Freija and Beringian Fritillary0
We believe that growing our own food is the most radical and effective way to promote social justice, equality and sustainability. Everyone, to some extent, can grow their own food. It makes even more sense for communities to grow their own food, sharing responsibilities and costs. It requires a restructuring of values, the kinds of values that are necessary for a consumer culture to wake up to the exploitation and poverty we perpetuate throughout the world. Our socially and environmentally exploitive food-culture perpetuates the very resource wars and poverty that concern so many of us. Growing food brings our environment sharply into focus; we learn how much we rely on healthy food, healthy soil and an healthy ecosystem. On our homestead, and in this blog, we practice and advocate human-scaled food systems, with an intimate hands on approach, as a way for everyone on this earth to be nutritiously and sustainably fed, from the first world to the third world. Our diverse, closed-loop homestead is to us, a relevant form of protest, as well as a constructive way to build a sustainable future.
We are all in this together. Not one of us lives on this earth alone.

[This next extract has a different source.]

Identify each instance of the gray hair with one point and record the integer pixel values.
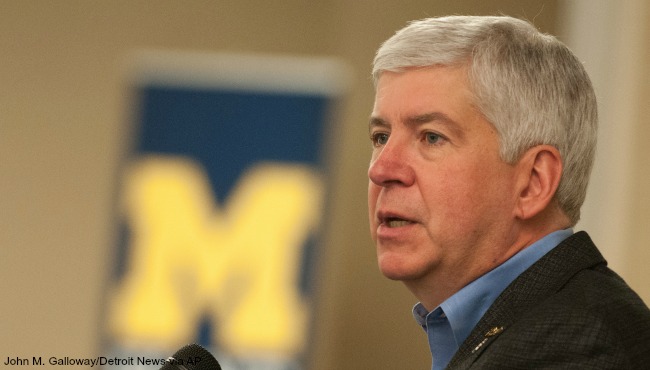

Just in case you are curious about the way we live... We produce enough income from a half-acre market garden to live a simple, debt-free lifestyle. We are off-grid and produce our power from an 80 Watt solar panel to run the things we need. We hydro-cool our perishables, and can, dry or cellar our food instead of running a fridge or freezer. We cook and heat water with wood, year-round, which means getting a fire going each morning, even in the heat of our two week long summer, and doing all the cooking and washing before the heat of the day. We ride bicycles to get where we need to go, especially to the Community Internet Access Center, and barter for rides into town for shopping a few times a year. In our Northern garden, Zone 4, we produce and preserve our own vegetables, herbs and most of our grains in a half-acre garden and acre grain field. We keep a small herd of goats, and a small flock of hens, to produce our meat, dairy products and eggs. We live seasonally, our daily life in the spring centers on planting and cultivating, our daily life in summer centers on harvesting and preserving, our daily life in fall centers on preparing for winter, and our daily life in winter centers on reading, learning, writing, philosophizing, planning and crafting. We are always looking for ways to innovate the tools and techniques for growing food on a home-scale. And we are always looking for ways to strengthen the effect of our lifestyle choices by connecting what we do with the larger community.